Project Description:
We will use pre-clinical models in which SYN has been deleted to determine if loss of SYN compromises mitochondrial function in neurons. We will first study the impact on the overall mitochondrial function of individual neurons. We will then use recently developed assays to determine the impact of loss of SYN on energy levels at the nerve terminal where SYN concentrates. We will then determine the effects of SYN loss on overall metabolic function, looking both in areas that degenerate in PD and at the organism level.

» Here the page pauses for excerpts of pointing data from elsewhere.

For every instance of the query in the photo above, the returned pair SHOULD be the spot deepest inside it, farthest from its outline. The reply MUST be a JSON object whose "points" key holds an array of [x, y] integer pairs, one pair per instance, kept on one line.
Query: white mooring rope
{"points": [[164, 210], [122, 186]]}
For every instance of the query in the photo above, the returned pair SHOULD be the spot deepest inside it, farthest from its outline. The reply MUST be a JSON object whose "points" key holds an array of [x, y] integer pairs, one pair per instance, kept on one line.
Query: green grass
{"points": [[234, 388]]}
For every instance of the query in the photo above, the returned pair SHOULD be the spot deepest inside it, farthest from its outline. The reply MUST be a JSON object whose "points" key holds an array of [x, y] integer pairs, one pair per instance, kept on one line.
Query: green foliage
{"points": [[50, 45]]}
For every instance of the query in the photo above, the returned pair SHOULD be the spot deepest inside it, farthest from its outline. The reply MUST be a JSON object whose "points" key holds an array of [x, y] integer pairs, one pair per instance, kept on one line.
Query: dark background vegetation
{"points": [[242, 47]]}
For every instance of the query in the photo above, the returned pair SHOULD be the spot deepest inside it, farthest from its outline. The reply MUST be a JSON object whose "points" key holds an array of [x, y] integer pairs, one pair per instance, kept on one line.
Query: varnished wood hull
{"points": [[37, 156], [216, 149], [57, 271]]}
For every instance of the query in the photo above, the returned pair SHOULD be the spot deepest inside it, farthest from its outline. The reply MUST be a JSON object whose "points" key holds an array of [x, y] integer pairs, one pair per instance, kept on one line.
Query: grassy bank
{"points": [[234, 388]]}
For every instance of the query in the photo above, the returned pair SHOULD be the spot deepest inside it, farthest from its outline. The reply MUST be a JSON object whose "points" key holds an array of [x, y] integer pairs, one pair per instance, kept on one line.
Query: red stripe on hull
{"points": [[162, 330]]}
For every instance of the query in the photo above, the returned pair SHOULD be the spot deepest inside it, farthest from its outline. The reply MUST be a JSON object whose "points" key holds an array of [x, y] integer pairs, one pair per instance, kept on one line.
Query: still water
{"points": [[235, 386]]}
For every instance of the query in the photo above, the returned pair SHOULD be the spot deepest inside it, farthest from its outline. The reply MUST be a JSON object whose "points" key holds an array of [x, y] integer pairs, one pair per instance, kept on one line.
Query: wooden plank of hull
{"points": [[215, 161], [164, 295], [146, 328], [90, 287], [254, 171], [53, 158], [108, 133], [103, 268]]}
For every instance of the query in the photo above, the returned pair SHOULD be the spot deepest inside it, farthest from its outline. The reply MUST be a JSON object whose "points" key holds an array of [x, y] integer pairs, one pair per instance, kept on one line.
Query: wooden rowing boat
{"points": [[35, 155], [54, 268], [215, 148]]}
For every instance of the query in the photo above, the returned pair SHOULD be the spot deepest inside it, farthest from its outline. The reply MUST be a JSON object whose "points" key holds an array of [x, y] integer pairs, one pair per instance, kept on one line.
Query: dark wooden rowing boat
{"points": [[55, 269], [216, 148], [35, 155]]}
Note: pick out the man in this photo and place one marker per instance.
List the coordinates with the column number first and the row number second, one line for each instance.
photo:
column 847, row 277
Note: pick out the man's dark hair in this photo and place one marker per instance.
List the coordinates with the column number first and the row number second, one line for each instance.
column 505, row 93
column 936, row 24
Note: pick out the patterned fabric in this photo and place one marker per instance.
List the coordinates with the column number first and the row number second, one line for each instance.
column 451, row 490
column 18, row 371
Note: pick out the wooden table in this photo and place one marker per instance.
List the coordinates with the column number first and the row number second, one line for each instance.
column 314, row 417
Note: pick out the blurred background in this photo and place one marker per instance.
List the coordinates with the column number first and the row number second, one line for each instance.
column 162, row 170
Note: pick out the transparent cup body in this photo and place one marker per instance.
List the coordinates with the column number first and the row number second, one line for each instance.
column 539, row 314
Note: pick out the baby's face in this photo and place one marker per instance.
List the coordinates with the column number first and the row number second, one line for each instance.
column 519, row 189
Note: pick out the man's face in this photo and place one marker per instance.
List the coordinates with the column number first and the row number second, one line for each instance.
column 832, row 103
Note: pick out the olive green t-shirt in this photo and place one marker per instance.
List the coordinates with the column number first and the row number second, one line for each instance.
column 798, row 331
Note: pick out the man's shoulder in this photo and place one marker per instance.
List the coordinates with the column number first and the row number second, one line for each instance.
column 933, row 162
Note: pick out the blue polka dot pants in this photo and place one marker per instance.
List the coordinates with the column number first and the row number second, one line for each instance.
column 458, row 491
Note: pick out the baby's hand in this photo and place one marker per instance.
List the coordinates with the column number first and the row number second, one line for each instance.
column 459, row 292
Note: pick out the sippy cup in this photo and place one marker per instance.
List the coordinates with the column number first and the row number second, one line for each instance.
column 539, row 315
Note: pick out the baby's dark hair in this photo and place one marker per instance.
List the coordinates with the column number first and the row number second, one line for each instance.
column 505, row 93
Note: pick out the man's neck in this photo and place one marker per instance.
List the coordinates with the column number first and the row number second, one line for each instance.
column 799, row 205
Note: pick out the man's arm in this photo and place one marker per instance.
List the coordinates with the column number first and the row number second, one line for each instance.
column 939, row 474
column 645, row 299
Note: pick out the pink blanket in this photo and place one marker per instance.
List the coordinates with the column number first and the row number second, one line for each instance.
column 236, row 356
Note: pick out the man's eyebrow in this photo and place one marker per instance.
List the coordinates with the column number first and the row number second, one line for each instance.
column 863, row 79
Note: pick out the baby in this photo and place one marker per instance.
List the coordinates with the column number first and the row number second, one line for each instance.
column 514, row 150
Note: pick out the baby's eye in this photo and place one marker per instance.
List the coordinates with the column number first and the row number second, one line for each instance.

Relevance to Diagnosis/Treatment of Parkinson’s Disease:
Overwhelming evidence indicates that mitochondrial function is compromised in PD. Therefore, any therapeutic strategy aimed at modifying SYN levels will be made on a background of damaged mitochondria, and additional damage to these mitochondria would be likely to exacerbate the disease. The finding that increased a-SYN disrupts important mitochondrial functions, including their ability to move, divide, and produce energy, makes it all the more imperative to understand if and how decreasing SYN levels influences the function of this critical organelle.
Anticipated Outcome:
We expect to gain insight into if and how SYN normally affects mitochondrial function. Negative results would suggest that SYN can be lowered therapeutically without compromising (and perhaps even improving) mitochondrial function. Conversely, if loss of SYN is detrimental to mitochondrial function, it will be important to determine the extent to which SYN can be safely lowered in PD before adverse events develop.
Final Outcome
We found no adverse effects of lowering alpha-synuclein on the mitochondrial function of neurons. Neurons lacking alpha-synuclein were still able to produce energy and maintain normal energy levels. In addition, decreasing alpha-synuclein had no effect on the number or distribution of mitochondria, even in regions that degenerate in PD. Energy production was also preserved at the organism level. These findings suggest that alpha-synuclein normally has little direct impact on mitochondria, and/or that other proteins can compensate when alpha-synuclein is lost. Our data from preclinical models thus suggests that therapeutic reduction of alpha-synuclein levels will be safe from a mitochondrial perspective.